Posted on by Dr. Francis Collins

Rainbo Hultman
Credit: University of Iowa Health Care

One of life’s greatest mysteries is the brain’s ability to encode something as complex as human behavior. In an effort to begin to unravel this mystery, neuroscientists often zoom in to record the activities of individual neurons. Sometimes they expand their view to look at a specific region of the brain. But if they zoom out farther, neuroscientists can observe many thousands of neurons across the entire brain firing at once to produce electrical oscillations that somehow translate into behaviors as distinct as a smile and a frown. The complexity is truly daunting.

Rainbo Hultman, University of Iowa Carver College of Medicine, Iowa City, realized years ago that by zooming out and finding a way to map all those emergent signals, she could help to change the study of brain function fundamentally. She also realized doing so offered her an opportunity to chip away at cracking the complicated code of the electrical oscillations that translate into such complex behaviors. To pursue her work in this emerging area of “electrical connectomics,” Hultman recently received a 2020 NIH Director’s New Innovator Award to study the most common human neurological disorder: migraine headaches.
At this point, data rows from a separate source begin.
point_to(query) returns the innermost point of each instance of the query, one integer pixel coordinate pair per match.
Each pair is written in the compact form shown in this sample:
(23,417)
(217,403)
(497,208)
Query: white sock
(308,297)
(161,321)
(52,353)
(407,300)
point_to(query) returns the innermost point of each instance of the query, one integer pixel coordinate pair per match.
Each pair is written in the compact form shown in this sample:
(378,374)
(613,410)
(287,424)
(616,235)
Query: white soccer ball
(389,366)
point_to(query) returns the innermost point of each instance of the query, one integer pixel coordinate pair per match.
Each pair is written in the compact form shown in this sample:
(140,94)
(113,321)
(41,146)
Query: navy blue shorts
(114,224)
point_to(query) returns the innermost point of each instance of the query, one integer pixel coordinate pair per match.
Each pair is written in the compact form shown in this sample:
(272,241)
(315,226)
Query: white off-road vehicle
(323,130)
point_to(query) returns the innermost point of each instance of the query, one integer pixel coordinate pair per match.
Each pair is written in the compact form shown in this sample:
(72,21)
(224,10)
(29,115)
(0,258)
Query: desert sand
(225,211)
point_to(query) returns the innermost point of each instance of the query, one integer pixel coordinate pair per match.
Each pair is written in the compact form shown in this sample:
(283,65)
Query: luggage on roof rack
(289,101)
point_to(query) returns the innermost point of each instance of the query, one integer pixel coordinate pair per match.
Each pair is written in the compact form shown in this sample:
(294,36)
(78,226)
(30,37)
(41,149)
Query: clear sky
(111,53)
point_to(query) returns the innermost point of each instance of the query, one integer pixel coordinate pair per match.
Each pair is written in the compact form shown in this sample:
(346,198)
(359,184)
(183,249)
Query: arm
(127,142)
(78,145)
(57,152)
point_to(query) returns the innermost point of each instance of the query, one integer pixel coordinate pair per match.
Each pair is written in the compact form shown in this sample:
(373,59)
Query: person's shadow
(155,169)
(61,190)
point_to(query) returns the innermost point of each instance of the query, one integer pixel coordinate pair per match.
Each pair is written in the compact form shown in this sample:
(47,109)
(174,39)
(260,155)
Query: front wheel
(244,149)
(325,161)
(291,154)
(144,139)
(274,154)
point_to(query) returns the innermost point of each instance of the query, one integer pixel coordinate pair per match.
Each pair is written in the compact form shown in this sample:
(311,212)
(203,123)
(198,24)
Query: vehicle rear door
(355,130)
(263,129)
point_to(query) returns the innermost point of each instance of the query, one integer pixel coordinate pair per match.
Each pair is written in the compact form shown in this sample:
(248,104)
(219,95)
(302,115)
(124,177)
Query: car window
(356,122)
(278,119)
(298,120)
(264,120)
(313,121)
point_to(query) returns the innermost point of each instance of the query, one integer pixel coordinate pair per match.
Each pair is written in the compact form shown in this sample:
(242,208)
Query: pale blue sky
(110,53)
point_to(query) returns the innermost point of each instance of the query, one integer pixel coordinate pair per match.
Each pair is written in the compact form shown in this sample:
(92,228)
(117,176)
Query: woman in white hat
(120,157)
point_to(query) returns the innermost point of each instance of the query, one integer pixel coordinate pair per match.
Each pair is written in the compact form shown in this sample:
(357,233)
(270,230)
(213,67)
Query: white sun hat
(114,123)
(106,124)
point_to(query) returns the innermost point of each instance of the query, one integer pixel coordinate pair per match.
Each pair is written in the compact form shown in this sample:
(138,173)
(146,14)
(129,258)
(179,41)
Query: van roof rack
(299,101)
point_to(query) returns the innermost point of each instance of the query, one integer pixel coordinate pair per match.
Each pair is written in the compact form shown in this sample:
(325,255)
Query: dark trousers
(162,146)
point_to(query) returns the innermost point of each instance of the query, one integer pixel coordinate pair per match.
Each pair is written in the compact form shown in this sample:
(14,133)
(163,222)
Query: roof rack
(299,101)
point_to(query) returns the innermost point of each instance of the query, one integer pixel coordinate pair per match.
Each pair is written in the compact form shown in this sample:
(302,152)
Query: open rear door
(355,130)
A few years ago, Hultman made some impressive progress in electrical connectomics as a post-doctoral researcher in the lab of Kafui Dzirasa at Duke University, Durham, NC. Hultman and her colleagues refined a way to use electrodes to collect electrical field potentials across an unprecedented seven separate mouse brain regions at once. Using machine learning to help make sense of all the data, they uncovered a dynamic, yet reproducible, electrical brain network encoding depression [1].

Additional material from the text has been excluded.